Cette page a été validée par deux contributeurs.
[ 462 ]

Cette Rivière en effet donne une entrée facile dans le Canada, les met à porte de chasser au loin toutes les nations sauvages, leur assure la possession entière de toute l’Accadie et de la côte de Pentagouet, une pleine liberté dans la baye françoise avec beaucoup de havres commodes en toute saison et faciles à deffendre, sans parler d’ailleurs que cette Rivière fournit du champ à une province bien établie ou la bonté de la terre jointe à la pesche rapporteront au delà du nécessaire.

Rien ne les a convaincus de l’importance de ce poste que la conduite de Monsieur de Boishébert lequel avec une poignée de gens s’y est soutenu cet esté, et par les petites sorties qu’il en a fait, les a harcellés au point de les mettre au désespoir comme je l’apprends de Pierre Suret.

Le neuf Février un bâtiment anglois mouilla sous pavillon françois dans le havre de la Rivière Saint Jean et ayant apperçu deux bâtimens qui passoient par hazard il envoya quatre déserteurs françois à terre qui feignirent qu’ils étoient suivis de plusieurs navires françois, qu’ils venoient tous de Louisbourg pour prévenir l’Anglois qu’on savoit dans le dessein de s’établir bientôt à la Rivière Saint Jean et qu’ils cherchoient un praticien de l’endroit pour mouiller dans le fonds du havre.

Des gens plus rusés auroient apperçu le danger qu’il y avoit à s’engager. Un de nos malheureux Accadiens donna directement dans le piège tout visible qu’il étoit. À peine fut il à bord que l’anglois mit son pavillon et l’assura d’un coup de canon.

Les familles du Port Royal dont j’ai déjà fait mention estoient cabanées au voisinage (on les a fait passer dernièrement au haut de la rivière) et ayant accouru au bruit, ils s’apperçurent que l’Anglois s’approchoit pour enlever le Bâtiment où ils s’étoient sauvés ; sans perdre de temps ils en débarquèrent quelques pierriers, et les ayant placés avantageusement et apporté toutes les armes qu’ils pouvoient avoir d’ailleurs, ils firent un tel feu sur l’Anglois qu’il fût contraint de se sauver comme il étoit venu. Ce Bâtiment venoit en apparence du Port Royal pour chercher des nouvelles.

Tous ces evénemens demandoient la présence de Monsieur Boishébert, il est donc parti de Cocagne le quinze Février, laissant à sa place Monsieur Grandpré de Niverville son second avec un nombre de Sauvages pour continuer à harceler l’enemy et pour favoriser l’invasion des habitans.

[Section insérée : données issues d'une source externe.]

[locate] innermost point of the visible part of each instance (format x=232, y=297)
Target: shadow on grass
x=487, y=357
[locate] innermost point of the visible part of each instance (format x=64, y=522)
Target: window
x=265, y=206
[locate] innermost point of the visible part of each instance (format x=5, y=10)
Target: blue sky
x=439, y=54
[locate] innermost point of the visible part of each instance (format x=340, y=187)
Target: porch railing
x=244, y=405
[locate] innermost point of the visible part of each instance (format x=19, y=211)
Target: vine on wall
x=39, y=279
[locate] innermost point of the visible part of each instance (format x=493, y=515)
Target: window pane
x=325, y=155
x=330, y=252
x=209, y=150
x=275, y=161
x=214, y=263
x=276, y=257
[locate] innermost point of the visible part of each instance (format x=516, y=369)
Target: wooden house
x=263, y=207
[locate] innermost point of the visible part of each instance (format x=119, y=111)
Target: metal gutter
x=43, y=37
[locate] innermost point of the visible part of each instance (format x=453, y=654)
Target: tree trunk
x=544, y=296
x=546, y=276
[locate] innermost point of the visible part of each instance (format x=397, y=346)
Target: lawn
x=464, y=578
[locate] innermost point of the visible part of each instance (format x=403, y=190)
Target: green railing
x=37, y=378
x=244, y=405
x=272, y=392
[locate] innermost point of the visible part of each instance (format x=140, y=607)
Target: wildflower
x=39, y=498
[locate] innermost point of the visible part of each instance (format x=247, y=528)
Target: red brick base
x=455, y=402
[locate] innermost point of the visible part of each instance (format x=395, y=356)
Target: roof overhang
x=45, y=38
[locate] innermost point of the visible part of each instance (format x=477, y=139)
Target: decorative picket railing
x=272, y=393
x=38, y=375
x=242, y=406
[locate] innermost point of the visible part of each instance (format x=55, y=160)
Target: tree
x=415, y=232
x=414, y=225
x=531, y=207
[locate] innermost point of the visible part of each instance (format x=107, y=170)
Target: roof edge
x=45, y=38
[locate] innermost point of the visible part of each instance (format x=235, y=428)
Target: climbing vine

Comme j’ai fait évader les familles qui l’automne dernier onta passé de ces quartiers là sur l’Isle Saint Jean, et que sur l’apparence des affaires, je suis dans les mêmes sentimens à l’égard de ceux qui nous restent encore, il m’a prié de continuer mes soins sur ce sujet de concert avec M. de Niverville.

Nous travaillons donc présentement à faire sauver ces pauvres Accadiens qui n’ont point voulu se rendre à l’anglois ; le nombre à la vérité en est peu considérable et encore sont ils dispersés et dans des situations les plus fâcheuses, mais enfin ils sont françois, ils nous coûtent chers ils sont chrétiens, et coûtent beaucoup à Jésus-Christ.